The prosecution did not adduce medical evidence to establish what caused the deceased’s death herein. That evidence was crucial in view of the testimonies of the witnesses relied upon by the prosecution. The only evidence which connected the accused to the offence charged was given by Barnaba Kibet (P.W.1). He is the only one whose testimony placed the accused at the scene when the deceased’s body was found. His testimony was however, discredited by the witness himself. He freely admitted that he was one of the first suspects of the offence. He also categorically stated that he did not know who had killed the deceased. Further, although he testified that he saw the accused with two others dragging the deceased on the material night, he did not tell those who visited the scene immediately. He did not even tell his own parents or the deceased’s kin. His explanation that he feared a revenge attack upon the accused is suspect because he did not disclose what he had allegedly seen even when the accused had long left the scene. He also stated that the accused at the time had no shirt and he observed the goings on for only two minutes. Given that it was at night and the flitting moment, the people he saw were in the vehicle light, he could very easily be mistaken.
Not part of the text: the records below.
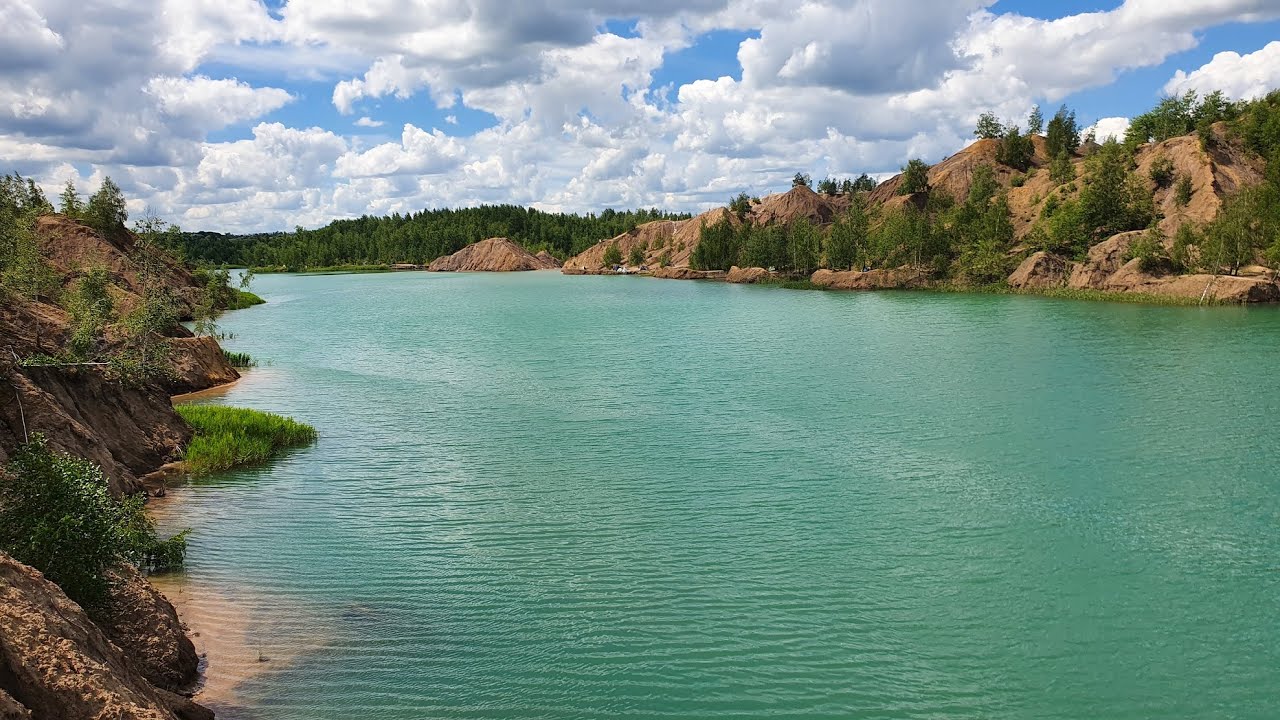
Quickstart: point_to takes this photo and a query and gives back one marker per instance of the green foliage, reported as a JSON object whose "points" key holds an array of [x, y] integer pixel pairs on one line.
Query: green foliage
{"points": [[1258, 124], [1161, 171], [58, 516], [92, 310], [69, 203], [718, 247], [846, 245], [904, 236], [240, 359], [1060, 169], [416, 237], [229, 437], [740, 205], [1183, 192], [1063, 135], [106, 210], [612, 255], [1184, 251], [1036, 122], [764, 246], [804, 247], [979, 232], [1015, 149], [988, 127], [1112, 200], [1180, 114], [1246, 227], [915, 177]]}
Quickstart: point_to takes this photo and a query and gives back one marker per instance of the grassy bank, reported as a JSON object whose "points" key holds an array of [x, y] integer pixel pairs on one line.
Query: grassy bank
{"points": [[242, 299], [1075, 294], [324, 269], [240, 359], [228, 437]]}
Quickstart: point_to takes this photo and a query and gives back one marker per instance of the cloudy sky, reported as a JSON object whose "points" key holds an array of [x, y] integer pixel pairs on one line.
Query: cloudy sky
{"points": [[252, 115]]}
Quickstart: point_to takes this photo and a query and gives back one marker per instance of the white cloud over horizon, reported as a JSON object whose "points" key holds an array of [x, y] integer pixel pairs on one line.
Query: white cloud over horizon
{"points": [[576, 118]]}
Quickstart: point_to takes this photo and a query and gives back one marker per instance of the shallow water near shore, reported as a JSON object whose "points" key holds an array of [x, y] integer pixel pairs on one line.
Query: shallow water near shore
{"points": [[540, 496]]}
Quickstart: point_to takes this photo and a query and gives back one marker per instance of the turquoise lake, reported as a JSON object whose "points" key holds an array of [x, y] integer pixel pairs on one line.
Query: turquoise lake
{"points": [[557, 497]]}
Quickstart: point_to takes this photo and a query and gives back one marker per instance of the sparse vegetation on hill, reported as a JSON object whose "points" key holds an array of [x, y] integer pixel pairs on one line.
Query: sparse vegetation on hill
{"points": [[416, 238], [58, 516]]}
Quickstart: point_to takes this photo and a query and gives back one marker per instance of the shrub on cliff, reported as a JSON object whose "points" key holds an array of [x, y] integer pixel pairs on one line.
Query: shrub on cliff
{"points": [[56, 515]]}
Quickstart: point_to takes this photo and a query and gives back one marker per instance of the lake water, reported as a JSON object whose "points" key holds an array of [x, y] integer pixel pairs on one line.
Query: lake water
{"points": [[539, 496]]}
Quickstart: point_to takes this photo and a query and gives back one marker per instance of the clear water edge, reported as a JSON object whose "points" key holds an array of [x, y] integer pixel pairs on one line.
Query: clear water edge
{"points": [[538, 496]]}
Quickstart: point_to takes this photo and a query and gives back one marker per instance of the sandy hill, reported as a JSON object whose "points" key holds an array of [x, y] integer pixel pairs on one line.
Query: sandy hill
{"points": [[663, 244], [127, 429], [493, 255], [800, 203]]}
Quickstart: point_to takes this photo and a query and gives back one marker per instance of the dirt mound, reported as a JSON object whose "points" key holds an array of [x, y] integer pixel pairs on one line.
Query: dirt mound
{"points": [[688, 274], [800, 203], [1104, 260], [72, 247], [127, 431], [56, 662], [493, 255], [1224, 171], [145, 625], [896, 278], [1042, 270], [652, 238], [954, 176], [746, 276]]}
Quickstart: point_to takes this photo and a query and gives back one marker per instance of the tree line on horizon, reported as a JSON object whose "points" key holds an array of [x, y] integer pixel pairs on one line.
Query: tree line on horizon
{"points": [[415, 237], [972, 240]]}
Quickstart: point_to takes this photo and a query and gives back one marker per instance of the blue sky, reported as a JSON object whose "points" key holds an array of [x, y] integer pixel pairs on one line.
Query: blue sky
{"points": [[246, 115]]}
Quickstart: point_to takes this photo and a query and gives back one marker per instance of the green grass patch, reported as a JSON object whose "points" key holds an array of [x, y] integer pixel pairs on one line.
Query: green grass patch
{"points": [[240, 359], [790, 283], [229, 437], [325, 269], [242, 299], [1074, 294]]}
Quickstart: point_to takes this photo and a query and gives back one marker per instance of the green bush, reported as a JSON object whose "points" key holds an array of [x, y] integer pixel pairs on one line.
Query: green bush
{"points": [[228, 437], [58, 516], [612, 255], [240, 359], [915, 178]]}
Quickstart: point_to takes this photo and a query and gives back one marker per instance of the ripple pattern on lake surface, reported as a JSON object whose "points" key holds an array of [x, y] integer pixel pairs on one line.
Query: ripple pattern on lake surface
{"points": [[538, 496]]}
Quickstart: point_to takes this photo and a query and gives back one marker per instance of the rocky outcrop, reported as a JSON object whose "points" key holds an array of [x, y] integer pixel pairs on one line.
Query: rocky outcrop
{"points": [[71, 247], [1210, 288], [746, 276], [896, 278], [145, 625], [493, 255], [197, 363], [1104, 260], [1042, 270], [800, 203], [127, 431], [58, 664], [688, 274], [12, 709]]}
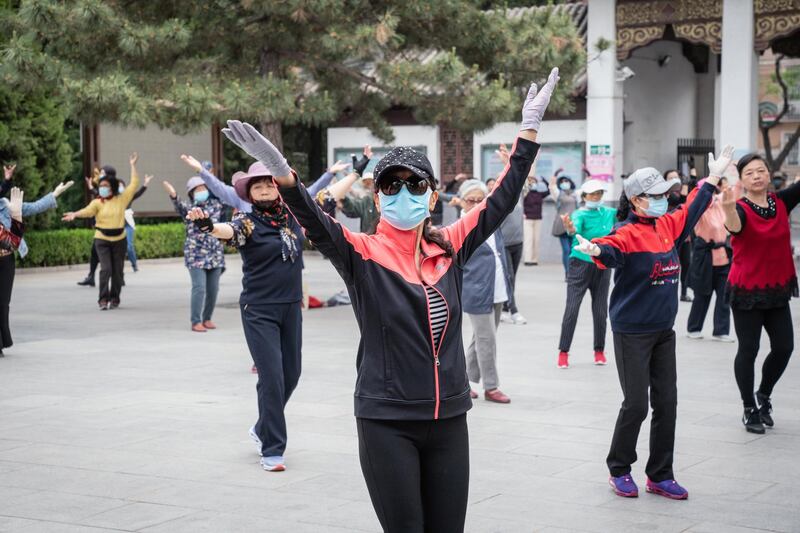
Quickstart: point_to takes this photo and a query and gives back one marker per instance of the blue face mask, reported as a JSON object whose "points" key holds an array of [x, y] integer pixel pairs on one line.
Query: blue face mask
{"points": [[200, 197], [403, 210], [656, 208], [593, 204]]}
There was also abundant evidence that the deceased had consumed Changaa at the house of Jerotich Kibet from 6. 00 p.m. to about 8:00pm, a period of about two hours on the material evening. The accused had also consumed Changaa at the house of Phylis, according to Vitalis Kipruto Rotich, (P.W.2). P.W.2 left the accused and others at Phylis’s house at about 8. 00 p.m. No evidence was adduced as to when the accused left the house of Phylis and if he did so, whether he could be at the scene at about 9. 30 p.m.
Given the testimony of the witnesses offered by the prosecution, medical evidence as to the cause of death was crucial but was not adduced.
In the premises, I have come to the conclusion that the evidence adduced by the prosecution does not establish a prima facie case against the accused. I therefore dismiss the case against the accused person and do hereby acquit him under section 306(1) of the Criminal Procedure Code.
The assessors are discharged.
DATED SIGNED AND DELIVERED AT ELDORET
THIS 10TH DAYOF AUGUST 2011.
F. AZANGALALA
JUDGE
Read in the presence of:-
Mr. Chirchir for the State
Mr. Wabuyabe holding brief for Mr. Buluma for the accused and
Assessors – Noah Kibet Kipchumba & Tabitha Mmedwa Agatsiva.